Most of the world’s scripts are used in India and Southeastern Asia. Nearly every respectable language has its own script in this region. All Indian/Southeast Asian scripts are however quite similar to each other.
All are written left-to-right.
”Minor scripts” may seem to be a misnomer here as many of these scripts are used by at least 20 million people. However their use is limited to a single country or language.
Letters
Nearly every Indian or Southeast Asian script letter means a simple syllable of some specific consonant and the “inherent vowel” A.
That inherent vowel may be changed into another vowel if by diacritical marks. These diacritical marks range from small dots above/below to letter-sized symbols to the side.
A letter with diacritical marks thus usually means any syllable of a single consonant and a single non-A vowel where the letter shows the consonant and the mark shows the vowel.

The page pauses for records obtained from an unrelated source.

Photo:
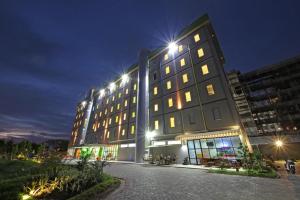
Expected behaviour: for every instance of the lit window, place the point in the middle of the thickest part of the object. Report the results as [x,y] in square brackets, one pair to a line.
[188,97]
[133,114]
[166,57]
[182,62]
[204,69]
[155,90]
[156,125]
[180,48]
[169,85]
[200,52]
[155,107]
[172,122]
[210,89]
[132,129]
[185,78]
[167,69]
[197,38]
[170,102]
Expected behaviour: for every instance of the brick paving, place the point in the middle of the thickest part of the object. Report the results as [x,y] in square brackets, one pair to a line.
[144,182]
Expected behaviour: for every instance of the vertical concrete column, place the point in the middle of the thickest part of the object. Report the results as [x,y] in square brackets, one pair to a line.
[142,107]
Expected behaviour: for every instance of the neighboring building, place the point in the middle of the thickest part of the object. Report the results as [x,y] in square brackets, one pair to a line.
[174,101]
[268,101]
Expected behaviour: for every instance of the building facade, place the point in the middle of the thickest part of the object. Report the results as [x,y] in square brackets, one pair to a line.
[175,101]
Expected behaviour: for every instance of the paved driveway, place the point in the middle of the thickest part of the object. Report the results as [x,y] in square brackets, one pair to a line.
[152,182]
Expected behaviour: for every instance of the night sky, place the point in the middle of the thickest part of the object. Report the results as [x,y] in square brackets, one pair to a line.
[52,52]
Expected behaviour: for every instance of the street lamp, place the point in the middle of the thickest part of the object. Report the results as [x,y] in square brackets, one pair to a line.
[278,143]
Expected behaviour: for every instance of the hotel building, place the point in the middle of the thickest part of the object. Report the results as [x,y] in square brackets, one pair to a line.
[174,101]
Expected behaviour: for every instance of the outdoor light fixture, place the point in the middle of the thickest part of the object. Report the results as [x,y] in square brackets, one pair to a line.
[124,79]
[102,92]
[150,134]
[278,143]
[172,47]
[112,86]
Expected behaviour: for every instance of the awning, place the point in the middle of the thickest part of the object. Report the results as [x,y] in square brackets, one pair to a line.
[214,134]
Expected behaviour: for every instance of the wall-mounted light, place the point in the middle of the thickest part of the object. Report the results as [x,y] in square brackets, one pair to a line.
[172,46]
[124,79]
[112,86]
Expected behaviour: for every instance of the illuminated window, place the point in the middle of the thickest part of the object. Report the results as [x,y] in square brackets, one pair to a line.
[166,57]
[155,107]
[167,69]
[156,125]
[169,85]
[204,69]
[172,122]
[180,48]
[210,89]
[132,129]
[197,38]
[200,52]
[185,78]
[133,114]
[188,97]
[170,102]
[155,90]
[182,62]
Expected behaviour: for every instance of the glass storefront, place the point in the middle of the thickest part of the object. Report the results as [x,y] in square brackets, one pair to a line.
[213,148]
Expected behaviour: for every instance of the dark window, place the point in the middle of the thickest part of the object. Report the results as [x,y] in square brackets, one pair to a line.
[216,114]
[154,76]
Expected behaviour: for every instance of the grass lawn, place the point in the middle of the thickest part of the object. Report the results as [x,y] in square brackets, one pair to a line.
[14,168]
[16,174]
[268,174]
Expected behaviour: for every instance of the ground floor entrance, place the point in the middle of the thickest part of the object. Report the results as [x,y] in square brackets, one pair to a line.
[201,150]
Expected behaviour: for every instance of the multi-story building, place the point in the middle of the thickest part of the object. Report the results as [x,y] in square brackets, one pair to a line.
[175,101]
[268,101]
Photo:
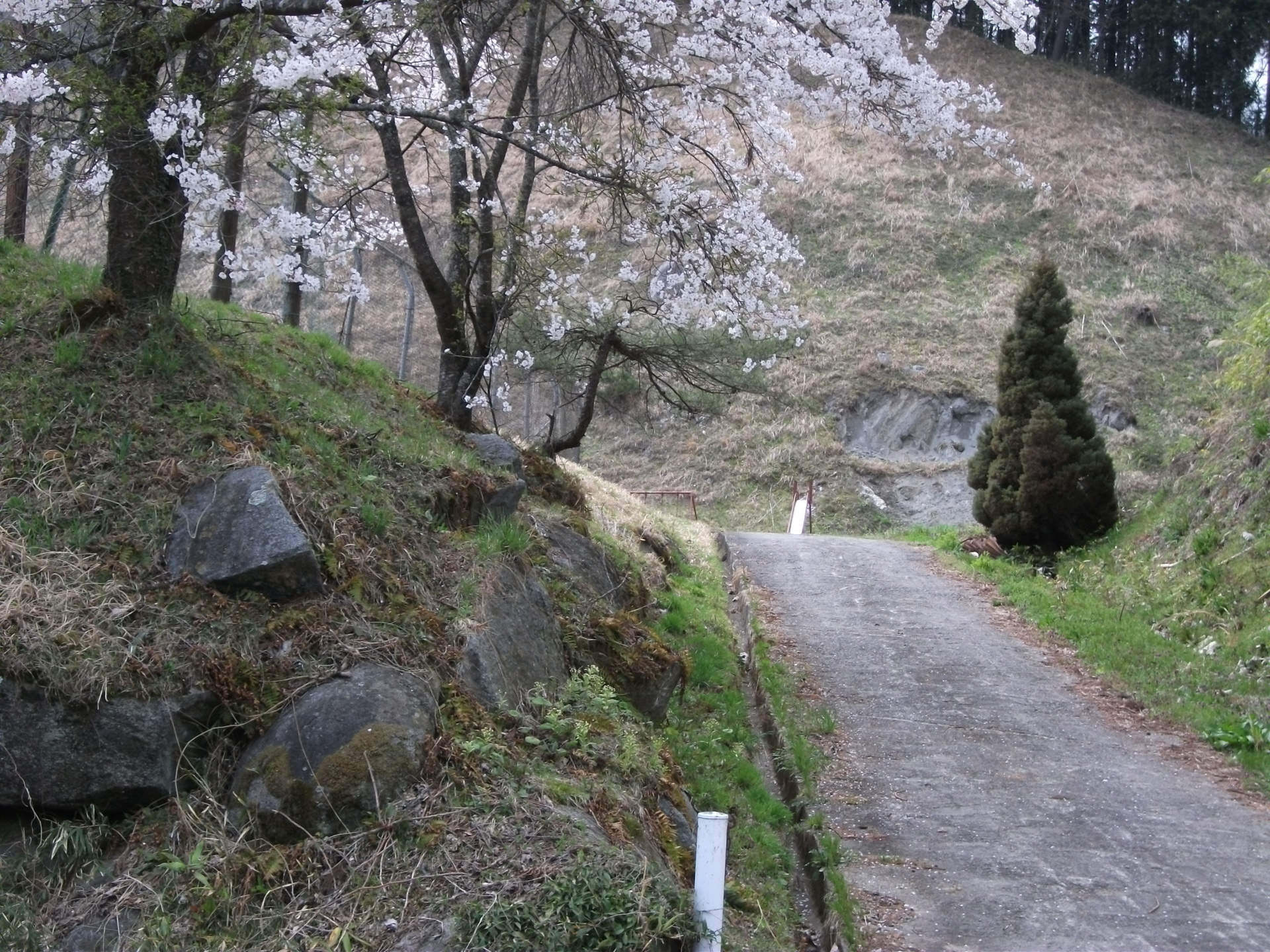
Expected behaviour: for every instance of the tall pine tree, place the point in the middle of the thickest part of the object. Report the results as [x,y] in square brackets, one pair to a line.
[1042,474]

Additionally, some letters without diacrtical marks mean vowels without consonants. Consonants without vowels may be written by combining a letter with a “no vowel” diacritical mark. A syllable of multiple consonants and single vowel may be written by a ligature – an atypical combination of several letters representing those consonants and a diacritical mark representing vowel.
History
The father of all Indian/Southeast Asian scripts is the Brahmi script (used until ~3rd century A) thus sometimes all these scripts are called “Brahmic”. In these times there was no press and scripts evolved differently in each area.
In the south the letters became more rounded as they were commonly written on palm leafs which would have been torn by strait lines. Main scripts there are Sinhalese, Tamil, Malayalam, Tamil, Oriya, Telugu and Kannada, the final two separated only by the 19th century.
In the north the letters were more straight. Two most popular Indian scripts – Devanagari and Bengal script – both developed there. Other northern Indian scripts are Tibetan and Gurmukhi.
Pallava dynasty of the southern India brought southern Indian scripts to Southeast Asia through. There developed Thai, Lao, Khmer and Burmese scripts, all of them now prime scripts of independent nations. More Indian scripts were used in modern-day Philippines and Indonesia but the European colonists replaced those by the Latin script.